Cranage is a village and civil parish in the unitary authority of Cheshire East and the ceremonial county of Cheshire, England. According to the 2001 UK Census, the population of the civil parish was 1,131 which had risen to 1,184 by the 2011 census.

==History==
The establishment of a community in Cranage is mentioned in the Domesday Book. The name derives from the Old English of Crāwena-læcc, which means crows stream. The manor of Cranage, unlike many estates, has not remained in one family but had changed hands many times. Historically, Cranage was an agricultural area which had a wide variation of farming activities.

Cranage Hall was one of the principal dwellings in the area. It is believed that it was built in the 17th century incorporating elements of an earlier hall. Lawrence Armistead had the hall demolished in the 19th century and the current Cranage Hall built in 1829, to a design by Lewis Wyatt. The Hall remained in possession of the Armistead family until 1920. Subsequently, it was converted into part of the Cranage hospital, and on the hospital's closure became a conference centre.

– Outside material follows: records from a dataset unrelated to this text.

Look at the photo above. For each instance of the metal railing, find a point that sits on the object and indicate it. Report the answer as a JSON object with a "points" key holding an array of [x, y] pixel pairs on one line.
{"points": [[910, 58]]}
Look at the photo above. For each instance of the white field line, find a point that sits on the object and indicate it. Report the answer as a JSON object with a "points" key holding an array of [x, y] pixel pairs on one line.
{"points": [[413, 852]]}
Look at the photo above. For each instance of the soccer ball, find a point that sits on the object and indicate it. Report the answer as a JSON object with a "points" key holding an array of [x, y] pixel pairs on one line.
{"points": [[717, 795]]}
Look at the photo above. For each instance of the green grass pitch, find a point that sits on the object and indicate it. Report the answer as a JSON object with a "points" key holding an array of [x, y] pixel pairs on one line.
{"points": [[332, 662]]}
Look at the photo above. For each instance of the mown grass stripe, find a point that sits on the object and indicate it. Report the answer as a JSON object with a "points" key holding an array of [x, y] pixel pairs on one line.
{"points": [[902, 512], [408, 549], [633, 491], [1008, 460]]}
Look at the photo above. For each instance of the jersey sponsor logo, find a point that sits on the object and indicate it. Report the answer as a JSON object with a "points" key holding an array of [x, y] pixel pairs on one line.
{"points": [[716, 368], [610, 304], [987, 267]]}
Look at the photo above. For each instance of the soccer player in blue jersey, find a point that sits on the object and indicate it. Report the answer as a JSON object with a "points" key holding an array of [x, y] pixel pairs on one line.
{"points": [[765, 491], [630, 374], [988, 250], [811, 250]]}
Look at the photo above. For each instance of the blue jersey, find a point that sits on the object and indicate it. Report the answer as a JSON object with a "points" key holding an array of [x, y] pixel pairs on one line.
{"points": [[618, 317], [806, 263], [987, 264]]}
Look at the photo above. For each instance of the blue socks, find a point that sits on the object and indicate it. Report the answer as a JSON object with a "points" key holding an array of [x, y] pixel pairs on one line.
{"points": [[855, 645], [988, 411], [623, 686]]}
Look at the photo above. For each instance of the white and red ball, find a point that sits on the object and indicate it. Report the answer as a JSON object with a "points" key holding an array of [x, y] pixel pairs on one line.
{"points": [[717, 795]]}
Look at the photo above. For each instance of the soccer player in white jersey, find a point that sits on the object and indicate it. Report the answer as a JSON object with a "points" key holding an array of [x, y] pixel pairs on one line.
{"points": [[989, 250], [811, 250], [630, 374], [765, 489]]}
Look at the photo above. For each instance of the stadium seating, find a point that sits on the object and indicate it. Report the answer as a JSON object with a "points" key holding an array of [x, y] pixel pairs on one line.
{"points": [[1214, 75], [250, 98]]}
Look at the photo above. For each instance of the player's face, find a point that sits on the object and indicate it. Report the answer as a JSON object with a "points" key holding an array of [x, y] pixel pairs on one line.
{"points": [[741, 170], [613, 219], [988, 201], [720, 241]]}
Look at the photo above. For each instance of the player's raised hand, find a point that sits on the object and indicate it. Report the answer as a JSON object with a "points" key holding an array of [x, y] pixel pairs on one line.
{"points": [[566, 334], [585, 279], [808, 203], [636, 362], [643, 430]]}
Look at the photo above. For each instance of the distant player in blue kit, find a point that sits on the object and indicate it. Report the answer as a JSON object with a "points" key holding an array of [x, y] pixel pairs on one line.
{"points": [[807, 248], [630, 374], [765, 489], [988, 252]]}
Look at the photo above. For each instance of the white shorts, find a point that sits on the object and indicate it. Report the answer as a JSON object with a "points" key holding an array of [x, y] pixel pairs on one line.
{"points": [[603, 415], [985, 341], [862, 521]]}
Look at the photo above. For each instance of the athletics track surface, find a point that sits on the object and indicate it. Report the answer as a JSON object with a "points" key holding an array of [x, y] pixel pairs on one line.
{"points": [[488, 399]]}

The parish contains neither a church nor a chapel that is currently used. but is served by the nearby church of St. Luke, Holmes Chapel. The village school was closed in 1990 as a result of the drop in the number of pupils. There is no shop or post office in the parish.

The Old Vicarage Hotel, originally built in the 17th century, provides accommodation. The Swan Inn, an earlier source of accommodation, has changed purpose and is now Swan Farm.

A Journey through Time: Holmes Chapel, Cotton and Cranage, by Annabel Capewell, Rosemary Dear, Patricia Dingle, Rodney Smith, Terry Taylor and Janet Yarwood was published in 1996.